Caleb: Zunächst wollten wir von ihm lernen, wie man Country-Songs schreibt. Wir kamen also in sein Haus. Er hatte lange Haare, und überall standen Gitarren. Wir hatten Gras dabei und fragten, ob er etwas dagegen habe, wenn wir einen rauchen würden. Hatte er nicht, ganz im Gegenteil. Wir wussten sofort, dass er der richtige Typ für uns war. Also begannen wir mit ihm zu arbeiten. Er war der erste, der uns Dylan, die Stones, die Kinks und all diese Bands vorgespielt hat. Wir hatten ja keine Ahnung. Er hat unseren Horizont erweitert. Außerdem hat er gemerkt, dass wir uns danach sehnten, eine Band zu haben. Immer wieder hat er uns ermutigt und zugeredet. Er nannte uns Kings Of Zion — wegen der Kifferei. So kamen wir auf Kings Of Leon, unserem Vater Leon zuliebe. Später hat sich das Verhältnis gewandelt. Heute könnte ich mir nicht mehr vorstellen, mit außerhalb Stehenden zu schreiben. Zumal wir jetzt alle vier Songs schreiben. Aber Angelo war bei jedem Album in irgendeiner Form beteiligt und ist als Korrektiv für diese Band unersetzlich.

War die viel beschworene Famihenbindung ein Grund, dass es euch schneller als anderen gelungen ist, auf Drogen zu verzichten?

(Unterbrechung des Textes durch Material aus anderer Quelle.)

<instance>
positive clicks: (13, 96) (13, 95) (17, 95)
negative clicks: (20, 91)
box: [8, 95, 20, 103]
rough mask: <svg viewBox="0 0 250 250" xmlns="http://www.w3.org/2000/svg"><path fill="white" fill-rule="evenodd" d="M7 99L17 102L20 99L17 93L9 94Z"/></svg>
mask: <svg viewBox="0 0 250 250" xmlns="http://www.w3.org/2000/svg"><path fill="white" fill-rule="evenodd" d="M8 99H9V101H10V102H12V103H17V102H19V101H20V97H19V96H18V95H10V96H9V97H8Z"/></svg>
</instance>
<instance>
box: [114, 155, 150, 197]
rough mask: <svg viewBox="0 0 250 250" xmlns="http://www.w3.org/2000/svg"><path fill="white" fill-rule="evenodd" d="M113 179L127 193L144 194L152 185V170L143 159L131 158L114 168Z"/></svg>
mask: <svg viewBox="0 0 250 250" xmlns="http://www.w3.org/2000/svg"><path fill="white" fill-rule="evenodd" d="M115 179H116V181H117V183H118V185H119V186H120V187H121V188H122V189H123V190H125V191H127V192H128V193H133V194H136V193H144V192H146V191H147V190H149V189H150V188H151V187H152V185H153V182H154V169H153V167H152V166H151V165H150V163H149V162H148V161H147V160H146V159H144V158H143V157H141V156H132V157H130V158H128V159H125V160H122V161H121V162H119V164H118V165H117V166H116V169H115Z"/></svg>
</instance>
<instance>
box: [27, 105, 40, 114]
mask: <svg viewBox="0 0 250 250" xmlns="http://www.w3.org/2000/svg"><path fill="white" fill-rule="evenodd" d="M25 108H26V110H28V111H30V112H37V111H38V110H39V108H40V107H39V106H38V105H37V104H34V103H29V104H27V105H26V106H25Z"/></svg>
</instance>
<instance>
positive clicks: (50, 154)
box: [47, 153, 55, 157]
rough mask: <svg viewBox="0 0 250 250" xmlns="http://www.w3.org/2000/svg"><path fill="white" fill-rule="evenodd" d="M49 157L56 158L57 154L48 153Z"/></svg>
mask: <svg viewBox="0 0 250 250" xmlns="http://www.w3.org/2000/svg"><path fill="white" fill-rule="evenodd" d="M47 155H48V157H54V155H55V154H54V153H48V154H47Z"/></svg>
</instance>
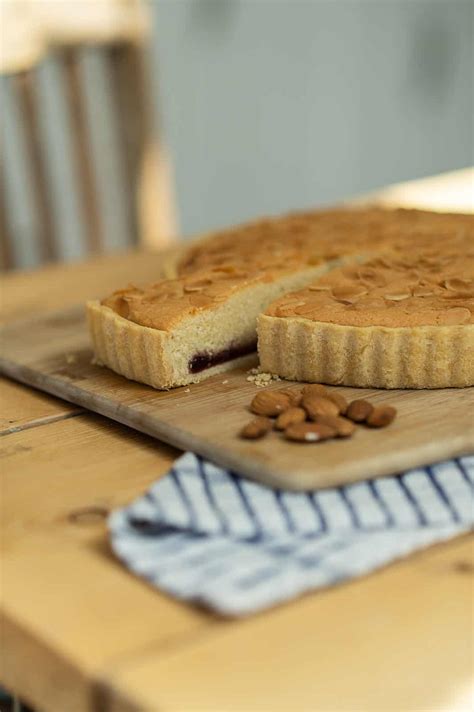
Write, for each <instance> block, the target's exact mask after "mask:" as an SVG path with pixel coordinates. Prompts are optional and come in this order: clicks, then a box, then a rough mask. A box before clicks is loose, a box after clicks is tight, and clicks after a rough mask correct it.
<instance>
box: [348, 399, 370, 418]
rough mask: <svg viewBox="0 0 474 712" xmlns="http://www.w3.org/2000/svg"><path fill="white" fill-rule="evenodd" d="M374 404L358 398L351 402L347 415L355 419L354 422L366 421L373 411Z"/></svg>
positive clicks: (368, 401) (367, 401) (348, 407)
mask: <svg viewBox="0 0 474 712" xmlns="http://www.w3.org/2000/svg"><path fill="white" fill-rule="evenodd" d="M373 409H374V406H373V405H372V403H369V401H366V400H363V399H357V400H354V401H352V403H349V407H348V408H347V411H346V417H347V418H349V419H350V420H353V421H354V423H364V422H365V421H366V420H367V418H368V417H369V415H370V414H371V413H372V411H373Z"/></svg>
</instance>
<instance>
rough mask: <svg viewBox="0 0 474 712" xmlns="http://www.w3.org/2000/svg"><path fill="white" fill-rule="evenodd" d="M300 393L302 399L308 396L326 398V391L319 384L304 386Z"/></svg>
mask: <svg viewBox="0 0 474 712" xmlns="http://www.w3.org/2000/svg"><path fill="white" fill-rule="evenodd" d="M301 393H302V394H303V398H306V397H308V396H320V397H321V398H326V397H327V394H328V389H327V388H326V387H325V386H322V385H321V384H320V383H308V384H307V385H306V386H303V390H302V391H301Z"/></svg>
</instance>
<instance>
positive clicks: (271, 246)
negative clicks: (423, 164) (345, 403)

Caleb: Das lag eher daran, dass wir keine Lust hatten, 20 Jahre schlechte Platten zu machen. Wir kamen an einen Punkt, an dem wir merkten, dass das Partyleben auf Kosten unserer Musik geht. Das wollten wir auf keinen Fall riskieren.

Nashville entwickelt sich zunehmend zu einem Zentrum des jungen US-Rock. Die Raconteurs leben dort, Teile von My Morning Jacket und einige andere. Seid ihr mit diesen Leuten vernetzt?

Nathan: Wir kennen sie, sehen einander aber wegen der vielen Tourneen relativ selten. Kürzlich trafen wir uns mit den Raconteurs zum Baseball, aber dann hat uns ein Sturm einen Strich durch die Rechnung gemacht. War aber trotzdem noch ein schöner Abend. Insgesamt kommt es selten vor, dass wir alle zur gleichen Zeit in der Stadt sind. Wir treffen uns häufiger auf irgendwelchen Festivals als in Nashville.

Caleb: Jack White zum Beispiel habe ich vor zwei Tagen in London im Aufzug getroffen. (lacht) Als Band macht ihr nach wie vor einen ungemein ehrgeizigen Eindruck…

Caleb: Ja, wir sind ehrgeizig. Deshalb mögen wir keine langen Pausen, da verliert man nur den Anschluss. Wir sehen diese ganze Sache sportlich: Wir sind ein Team und stehen in Konkurrenz mit all den anderen Teams da draußen.